Отношение Писемского к идеям почвенников видно из случая, интересного опять–таки чисто психологически. Я имею в виду замечательное в своем роде письмо, которое много лет спустя после окончания университета Писемский адресует Страхову.
— Милостивый государь!.. В вашем журнале, я знаю, готовятся к печати очерки Данилевского… Так не намекнете ли, в чем именно полагает он идеалы Русского Народа и те нравственные силы, которые в Народе хранятся? Чтобы мы с вами могли получше спеться на этот предмет, и подружней ударить, и получше послужить нашему направлению…
Каково? Писемский — слуга направления! Чего не сделаешь ради практической нужды. Роман „Люди сороковых годов“ — в работе, скоро его предстоит дать журналу „Заря“, а в журнале как раз печатается „Россия и Европа“ Данилевского, и вот Писемский с таким откровенным, с таким, я бы сказал, беззастенчивым простодушием разведывает „доктрину“, чтобы попасть с почвенниками в такт… Что ему почвенники, он сам — почва; доктрина же почвенническая есть для него нечто внешнее, маловажное и сменное, словно этот доспех можно надевать и сбрасывать по надобности, ради практической нужды — по здравому смыслу.

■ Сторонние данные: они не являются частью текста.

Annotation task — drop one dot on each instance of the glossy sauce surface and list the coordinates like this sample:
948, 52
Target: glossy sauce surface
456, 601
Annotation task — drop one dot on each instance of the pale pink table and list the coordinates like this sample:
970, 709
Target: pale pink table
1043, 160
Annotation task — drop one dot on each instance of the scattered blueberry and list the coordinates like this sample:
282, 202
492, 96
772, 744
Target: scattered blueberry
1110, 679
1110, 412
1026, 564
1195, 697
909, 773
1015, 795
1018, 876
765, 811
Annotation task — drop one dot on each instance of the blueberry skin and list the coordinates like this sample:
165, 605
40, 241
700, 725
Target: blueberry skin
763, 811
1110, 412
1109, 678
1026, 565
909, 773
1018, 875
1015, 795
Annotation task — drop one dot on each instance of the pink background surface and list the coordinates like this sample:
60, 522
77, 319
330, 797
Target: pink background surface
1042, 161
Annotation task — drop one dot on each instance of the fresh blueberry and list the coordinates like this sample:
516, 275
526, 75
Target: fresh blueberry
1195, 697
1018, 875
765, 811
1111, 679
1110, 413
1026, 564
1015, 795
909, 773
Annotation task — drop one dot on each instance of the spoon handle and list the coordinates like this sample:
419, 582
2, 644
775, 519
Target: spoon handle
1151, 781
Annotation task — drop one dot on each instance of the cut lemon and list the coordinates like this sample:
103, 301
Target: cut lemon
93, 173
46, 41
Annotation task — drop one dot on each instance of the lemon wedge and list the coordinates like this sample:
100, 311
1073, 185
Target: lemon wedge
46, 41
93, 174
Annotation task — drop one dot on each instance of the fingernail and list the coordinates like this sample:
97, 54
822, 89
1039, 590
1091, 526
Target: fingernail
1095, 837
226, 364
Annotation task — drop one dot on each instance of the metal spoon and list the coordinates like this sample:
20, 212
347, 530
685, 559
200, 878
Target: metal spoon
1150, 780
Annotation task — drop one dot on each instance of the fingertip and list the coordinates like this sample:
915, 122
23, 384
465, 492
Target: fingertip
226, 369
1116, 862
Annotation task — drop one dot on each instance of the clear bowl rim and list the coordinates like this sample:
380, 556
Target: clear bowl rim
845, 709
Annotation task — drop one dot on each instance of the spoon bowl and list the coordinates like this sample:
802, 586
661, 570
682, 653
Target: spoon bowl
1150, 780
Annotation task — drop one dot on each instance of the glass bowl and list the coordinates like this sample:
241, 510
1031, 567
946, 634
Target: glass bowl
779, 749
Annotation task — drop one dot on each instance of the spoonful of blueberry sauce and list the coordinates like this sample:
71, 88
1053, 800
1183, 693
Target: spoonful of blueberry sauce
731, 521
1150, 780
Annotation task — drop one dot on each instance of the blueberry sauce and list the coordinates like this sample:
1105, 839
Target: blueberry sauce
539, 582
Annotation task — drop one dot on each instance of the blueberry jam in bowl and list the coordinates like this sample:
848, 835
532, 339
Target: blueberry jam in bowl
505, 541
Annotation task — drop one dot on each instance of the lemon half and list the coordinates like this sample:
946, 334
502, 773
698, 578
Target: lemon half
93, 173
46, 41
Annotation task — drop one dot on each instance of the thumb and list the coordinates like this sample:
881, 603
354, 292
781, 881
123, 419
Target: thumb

Нет, ни западничество, ни славянофильство не взяты Писемским всерьез. Это все в его глазах умственные упражнения праздных мечтателей. Куда более реальным он полагает раскол: движение практическое, мужицкое, народное.
И что же? Сочувствуя раскольникам, Писемский, едва выйдя из университета и сделавшись чиновником при костромском губернаторе, — руководит уничтожением их часовен и библиотек! А за две сотни верст от Писемского это же самое делает Павел Мельников, еще не ставший Андреем Печерским… Русь, куда же несешься ты?
В итоге: что может чувствовать бывший молодой идеалист, еще недавно внимавший Шевыреву и Белинскому? Что идеалы — это одно, а реальность — другое? Что с помощью высокоумных теорий ничего не сделаешь и не поймешь в этой жизни? Что нет ничего смешнее и бессильнее прекраснодушных мечтаний?…
Эту драму, эту смертную истому духа, бессильного перед низкой истиной, и суждено Писемскому разгадывать как писателю всю жизнь.
Как человек пишущий, он не знает четко означенного начала, резкого „прозрения“, или перелома, воззвавшего его к перу. Он как–то естественно врастает в писательство: от детских опытов в романтическом духе к опытам юношеским в том же романтическом духе. Гимназические его опусы, переполненные „черкесскими“ страстями, имеют у его однокашников такой успех, что он посылает кое–что в столичные журналы. Оттуда все это возвращается, вряд ли всерьез прочитанное. С той поры молодой автор раз и навсегда зарекается стучаться в редакции „с улицы“. Студенческий свой опус он показывает Шевыреву лишь после того, как преподаватель спрашивает и позволяет показать.
Опус, в общем, задуман все в том же романтическом ключе. Несчастная молодая женщина, выданная замуж без любви, изнемогает под властью самодура мужа. Воздушный романтик, пылкий идеалист из студентов, пытается ее спасти, но у него нет на это сил. На сцену является богатый влиятельный старик, сладострастный негодяй, которому и достается бедная женщина. Повесть, проникнутая воспаленным сочувствием несчастной героине, называется: „Виновата ли она?“.
Простодушное морализаторство, сквозящее в этом названии (и самоочевидное теперешнему читателю), в ту пору, однако, грозит обернуться неожиданностью. Со своим робким вопросом–заглавием Писемский невзначай попадает в след… Герцену, вопрос которого: „Кто виноват?“ — только что прозвучал куда как определенней. Времена подступают пристальные; слова оборачиваются такими смыслами, какими их иные авторы и не думали наделять, — слова твердеют свинцом.